During those years we had a Xmas tree with multi-colored mini-lights. I loved those lights. They were just like the stars in Star Wars, and the lights in the Millennium Falcon’s cockpit, and the console lights in the Death Star laser’s control room. It’s why I like cityscapes at night. Lots of little colored lights are burned into my brain as a sense memory.
Remember, Han said that he made the Kessel Run in less than 12 parsecs (the route is 18 parsecs long – Kessel is a world known only for its spice mines, the premiere Star Wars drug). Xmas tree lights looked like glowing bits of spice to me. I imagined that Kessel was a planet with giant trees (remember, I had seen the SWHS) that grew spice, and smugglers like Han and Chewie snuck in to mining settlements built under the spice tree to pick up the shipment, with Imperials patrolling the area. Compared to the Holiday Special, and that strange comic, this was not even close to being as weird.
(Note: The bubble light in the picture above is a recent addition courtesy of my wife – it was a childhood memory of hers that I had never seen or heard of. But they are kind of cool, like eye droppers of boiling oil. Maybe they are spice boilers?)

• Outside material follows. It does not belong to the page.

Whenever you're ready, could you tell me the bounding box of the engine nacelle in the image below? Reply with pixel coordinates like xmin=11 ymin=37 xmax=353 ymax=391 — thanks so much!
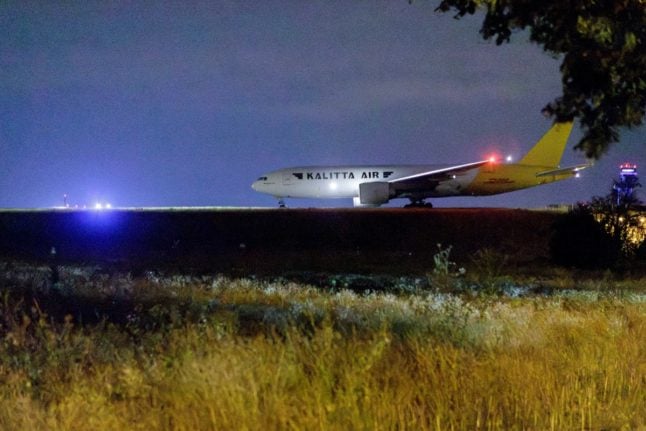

And that is how Star Wars action figures came to be living in the little ‘landings’ of branches in my parent’s house. In later years, we added G.I. Joes to the mix and even swapped the 3.75″ action figures for space Legos. Space Legos allowed us to build an entire settlement under the tree, plus ships and people. They may be the ultimate in a sci-fi play scenario on a Xmas tree.
The whole time, for years, I was thinking: the (vertical, triangular, organic) spice ‘mines’ of Kessel. I recently recreated this for the benefit of Facebook friends:

I realize that this experience probably says a lot about me and how my imagination works. For better or worse.